Not long ago, a good pal of Jellyvision found himself at the inaugural board meeting for a California-based start-up called Cornershop.
Cornershop’s CEO Oskar Hjertonsson handed out the agenda below. Our pal took a copy of that agenda, and passed it along to our CEO, Amanda, with a note about how it was a perfect example of surprisingly delightful and effective business communication (aka, the sort of thing we geek out about).

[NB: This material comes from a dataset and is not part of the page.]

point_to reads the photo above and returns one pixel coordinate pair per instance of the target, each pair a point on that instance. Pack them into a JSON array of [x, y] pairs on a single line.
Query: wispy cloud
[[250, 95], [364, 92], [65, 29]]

We reviewed the agenda… and we agree. It’s great. So great that it needs to be shared:
Here’s what we like about it:
1. Meeting expectations are crystal-clear
Most agendas contain a list of topics to be checked off…and that’s about it. The topics are broad, and include things like “Introductions,” “Financial Presentations” and the obligatory “Q&A.”
This agenda goes beyond that. It’s not a list of topics, it’s a list of goals, along with clear expectations for success. No one needs to feel anxious about offering an opposing viewpoint during the “heated discussion.” And it sets limits for that discussion. Once you’re building consensus, the time for heated discussion is over.
2. The language is conversational, candid and funny
The writing sets the tone for the meeting. It’s frank, funny, and purposeful. It doesn’t put on airs, and it avoids corporate jargon. The phrase “Make sure everyone’s on the same page (figuratively speaking)” welcomes the attendees to speak informally. The phrase “Reach joyful consensus and wrap up with spontaneous hallelujah moment” adds a splash of self-awareness. The writer’s personality shines through and it signals that the attendees can let their guards down and be themselves.
3. It’s short
Oskar could have made this list longer. He could have made “get to know each other” and “define goals” into separate bullets. He could have broken down each of the key issues to be heatedly discussed—we’ve all felt the temptation of sub-bullets. But Oskar kept it short, and he was wise to do so.
There’s a rule of thumb among content creators: a list of bullets should be no more than five items long. Go longer than five, and the bullets start to feel like a lot of work. The audience feels overwhelmed and starts to disengage. Even if you’re planning to cover a lot of topics in a meeting, err on the side of highlighting only the most important topics, like Oskar did here.
And in deference to his wisdom…that’s it. Thanks to Oskar Hjertonsson for making this, and to our eagle-eye pal for passing it on. It’s a damn good meeting agenda!